Segunda: la necesidad de un compromiso concreto, de un esfuerzo continuo para pasar de las palabras a los hechos. No existe verdadera fe sin empeño moral. La oración y la acción, la escucha y la práctica, son igualmente importantes. Hay gente que escucha la palabra de Dios distraídamente; gente que escucha atentamente, pero luego no se decide a practicarla; y gente que escucha y se entusiasma, pero no tiene constancia. Pues bien, las cosas indispensables son tres: escucha atenta, práctica y perseverancia. El evangelista termina el discurso observando que la muchedumbre se llenaba de estupor ante las palabras de Jesús, porque enseñaba "con autoridad". Dicho de otro modo, las palabras de Cristo tienen la fuerza de una llamada personal, que envuelve, a la cual no es posible sustraerse. Palabras que tienen en sí mismas su claridad y su verdad; palabras que se imponen. En definitiva, palabras autoritarias por venir de Dios, y que, como tales, exigen plena disponibilidad (Bruno Maggioni).

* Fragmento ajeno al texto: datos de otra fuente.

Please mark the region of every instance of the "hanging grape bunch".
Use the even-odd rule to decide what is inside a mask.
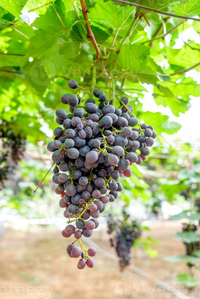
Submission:
[[[130,264],[131,248],[135,240],[141,236],[142,231],[139,224],[131,220],[130,215],[124,212],[119,218],[109,215],[108,227],[108,233],[113,234],[110,239],[110,244],[119,258],[120,268],[122,271]]]
[[[78,87],[74,80],[68,85],[73,89]],[[139,124],[132,107],[127,106],[127,97],[119,97],[119,106],[116,108],[106,95],[97,89],[93,93],[99,99],[98,106],[93,98],[83,104],[87,93],[85,90],[80,98],[74,94],[62,97],[62,103],[69,106],[71,113],[56,111],[56,122],[62,127],[55,129],[54,140],[47,146],[56,164],[52,178],[57,185],[55,191],[61,196],[60,205],[65,208],[64,216],[68,219],[62,234],[74,235],[78,242],[78,246],[75,242],[69,245],[67,251],[71,257],[81,257],[79,269],[86,265],[92,267],[90,257],[96,253],[94,248],[86,249],[82,235],[91,236],[105,205],[114,201],[122,190],[117,182],[120,176],[131,175],[128,166],[146,159],[156,137],[152,126]],[[76,227],[71,224],[74,222]]]

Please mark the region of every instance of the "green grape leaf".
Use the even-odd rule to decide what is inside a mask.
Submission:
[[[26,4],[27,0],[2,0],[0,1],[0,6],[9,12],[13,16],[20,19],[20,15]]]

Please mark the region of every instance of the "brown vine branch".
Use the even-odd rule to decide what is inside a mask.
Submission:
[[[113,1],[115,2],[119,2],[119,3],[122,3],[124,4],[127,4],[128,5],[130,5],[130,6],[134,6],[136,7],[143,8],[144,9],[146,9],[147,10],[150,10],[151,11],[153,11],[154,13],[160,13],[162,15],[165,15],[165,16],[173,16],[174,18],[183,19],[185,20],[193,20],[193,21],[197,21],[198,22],[200,22],[200,19],[197,19],[196,18],[192,18],[189,16],[180,16],[179,15],[175,15],[173,13],[166,13],[165,12],[162,11],[161,10],[158,10],[158,9],[155,9],[154,8],[151,8],[151,7],[144,6],[143,5],[140,5],[140,4],[137,4],[136,3],[132,3],[132,2],[129,2],[128,1],[124,1],[124,0],[112,0],[112,1]]]
[[[157,39],[158,38],[164,38],[168,34],[169,34],[169,33],[171,33],[171,32],[172,32],[172,31],[173,31],[174,30],[175,30],[175,29],[176,29],[176,28],[179,27],[179,26],[180,26],[180,25],[181,25],[182,24],[183,24],[184,22],[185,22],[185,20],[183,21],[181,21],[178,24],[176,24],[176,25],[175,26],[174,26],[174,27],[173,27],[172,28],[171,28],[171,29],[169,30],[165,33],[163,33],[163,34],[161,34],[160,35],[158,35],[157,34],[156,34],[155,36],[153,38],[149,40],[148,41],[144,41],[142,43],[142,45],[143,44],[145,44],[146,43],[149,42],[150,41],[150,44],[149,46],[151,46],[152,45],[152,44],[153,43],[153,42],[155,39]],[[162,26],[161,27],[162,28]]]
[[[42,184],[42,183],[43,182],[43,181],[44,181],[44,180],[45,179],[45,178],[46,177],[46,176],[47,175],[48,175],[48,174],[49,172],[50,171],[50,170],[51,170],[51,168],[52,168],[54,166],[54,164],[55,164],[55,162],[54,162],[54,163],[52,164],[52,165],[51,165],[51,168],[48,171],[47,171],[47,172],[46,173],[46,174],[44,176],[44,177],[43,178],[42,180],[40,182],[39,182],[39,185],[38,185],[38,186],[36,188],[36,189],[35,189],[35,190],[34,191],[34,192],[35,192],[35,191],[36,191],[38,189],[38,188],[39,188],[39,187],[40,186],[40,185],[41,185],[41,184]]]
[[[3,52],[0,52],[0,55],[11,55],[14,56],[25,56],[24,54],[17,54],[14,53],[4,53]]]
[[[89,13],[90,11],[86,7],[84,0],[80,0],[80,2],[81,5],[81,9],[84,18],[84,20],[87,22],[86,25],[87,28],[88,37],[92,42],[97,53],[97,56],[96,58],[95,61],[97,61],[99,57],[101,56],[101,54],[99,48],[95,39],[94,33],[92,32],[92,31],[91,29],[88,19],[87,13]]]
[[[183,74],[184,73],[186,73],[187,72],[189,72],[189,70],[191,70],[193,69],[194,68],[196,67],[198,67],[198,65],[200,65],[200,62],[199,62],[198,63],[197,63],[196,64],[195,64],[194,65],[193,65],[192,67],[189,67],[188,69],[187,69],[187,70],[180,70],[178,72],[176,72],[176,73],[174,73],[172,74],[171,74],[170,76],[173,76],[174,75],[177,75],[178,74]]]

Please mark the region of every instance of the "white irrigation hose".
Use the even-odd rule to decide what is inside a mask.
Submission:
[[[94,247],[97,250],[97,252],[100,254],[102,255],[103,256],[106,258],[111,260],[115,262],[118,262],[119,261],[119,258],[116,256],[112,253],[109,252],[106,250],[103,249],[101,247],[100,247],[97,245],[94,242],[88,238],[85,238],[83,236],[81,237],[84,239],[84,242],[86,243],[87,245],[91,247]],[[177,298],[179,298],[180,299],[190,299],[189,297],[186,296],[183,294],[181,292],[177,290],[172,286],[169,285],[167,283],[166,283],[159,279],[155,279],[151,275],[145,272],[141,269],[138,268],[137,267],[134,266],[133,265],[129,265],[127,267],[129,270],[133,271],[136,274],[141,276],[142,277],[146,279],[153,281],[158,286],[161,287],[166,290],[168,292],[173,294]]]

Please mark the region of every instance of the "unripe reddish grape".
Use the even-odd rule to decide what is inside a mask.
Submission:
[[[91,247],[87,250],[87,253],[90,256],[94,256],[96,252],[96,249],[94,247]]]
[[[89,258],[86,261],[86,265],[89,268],[92,268],[94,266],[94,261],[92,258]]]

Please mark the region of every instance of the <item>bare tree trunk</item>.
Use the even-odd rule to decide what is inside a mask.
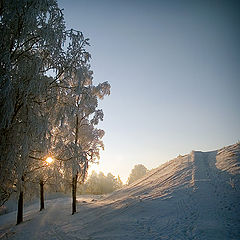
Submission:
[[[76,210],[76,199],[77,196],[77,174],[72,178],[72,215],[77,211]]]
[[[23,221],[23,190],[20,191],[18,198],[17,224]]]
[[[44,209],[44,183],[43,180],[40,180],[40,211]]]

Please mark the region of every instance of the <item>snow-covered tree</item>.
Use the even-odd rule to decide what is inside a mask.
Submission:
[[[69,127],[75,129],[75,141],[69,136],[62,144],[67,144],[65,149],[71,152],[71,157],[81,159],[77,162],[85,161],[77,137],[77,122],[85,116],[79,112],[88,111],[88,117],[93,115],[93,125],[101,118],[101,111],[91,108],[94,106],[91,101],[96,104],[97,100],[87,99],[85,91],[97,98],[109,94],[110,87],[107,83],[97,87],[87,84],[92,81],[87,45],[88,39],[81,32],[66,30],[63,13],[55,0],[1,1],[0,181],[4,184],[0,191],[2,204],[13,185],[17,186],[17,223],[23,220],[24,183],[36,170],[35,160],[49,153],[56,129],[64,130],[67,120]],[[79,101],[84,102],[84,110],[77,110]],[[77,165],[72,161],[74,174],[78,172]]]
[[[78,178],[84,180],[89,162],[96,161],[100,149],[103,149],[101,138],[104,131],[95,128],[103,120],[103,111],[97,107],[98,99],[110,94],[110,85],[107,82],[93,85],[88,61],[72,75],[64,74],[63,78],[71,84],[61,91],[61,102],[56,108],[58,127],[53,129],[52,147],[57,158],[62,160],[66,175],[71,171],[74,214]]]

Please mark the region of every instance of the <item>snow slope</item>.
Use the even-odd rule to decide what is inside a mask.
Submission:
[[[0,216],[0,239],[240,239],[240,144],[193,151],[101,199],[46,202]]]

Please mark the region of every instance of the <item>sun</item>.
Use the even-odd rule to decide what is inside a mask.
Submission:
[[[46,162],[49,163],[49,164],[52,163],[53,162],[53,158],[52,157],[47,157]]]

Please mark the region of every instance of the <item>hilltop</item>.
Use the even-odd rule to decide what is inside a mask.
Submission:
[[[192,151],[100,199],[70,198],[0,216],[8,239],[240,239],[240,144],[211,152]]]

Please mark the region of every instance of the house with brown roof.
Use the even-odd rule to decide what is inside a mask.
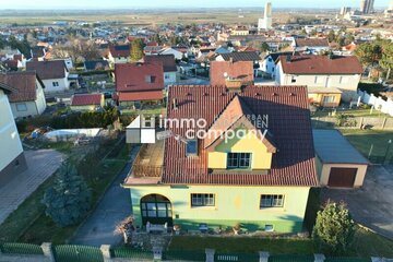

Leemos hoy las últimas recomendaciones del sermón de la montaña. Si ayer se nos decía que un árbol tiene que dar buenos frutos, y si no, es mejor talarlo y echarlo al fuego, hoy se aplica la misma consigna a nuestra vida: «no todo el que me dice, Señor, Señor, entrará en el Reino de los cielos, sino el que cumple la voluntad de mi Padre». No se trata de decir palabras piadosas, sino de cumplir lo que esas palabras prometen. No debe haber divorcio entre las palabras y los hechos. A continuación, y como final de todo el discurso, Jesús propone una comparación relacionada con la misma idea: el edificio que se construye sobre roca o sobre arena. Es una imagen muy plástica: si la casa está edificada sobre roca, resistirá las inclemencias. Si sobre arena, pronto se derrumbará. Nosotros escuchamos muchas veces las palabras de Jesús. Pero no basta. Si además intentamos ponerlas por obra en nuestra vida, entonces sí construimos sólidamente el edificio de nuestra persona o de la comunidad. Si nos contentamos sólo con escucharlas y, luego, a lo largo del día, no nos acordamos más de ellas y seguimos otros criterios, estamos edificando sobre arena. Jesús nos avisa que, si no se dan estos frutos prácticos, no nos valdrá recurrir a que hemos dicho cosas bonitas, o rezado, o profetizado en su nombre, o incluso expulsado demonios. Nosotros mismos, construyendo el futuro en falso, nos estamos abriendo nuestra propia tumba. A la corta o a la larga, vamos a la ruina. Uno, en la juventud, es libre de edificar su vida como quiera: pero si descuida su salud, o los valores humanos, o la preparación cultural y profesional, o se deja llevar de costumbres y vicios que, al principio, no parecen peligrosos, él mismo está condicionando su futuro. ¿Sobre qué estoy edificando yo mi vida: sobre roca, sobre arena? ¿sobre qué construyo mis amistades, o mi vida de familia, o mi apostolado: sobre engaños y falsedades? ¿y me extrañaré de que los derrumbamientos que veo en otras personas o en otras instituciones me puedan pasar también a mi? (J. Aldazábal).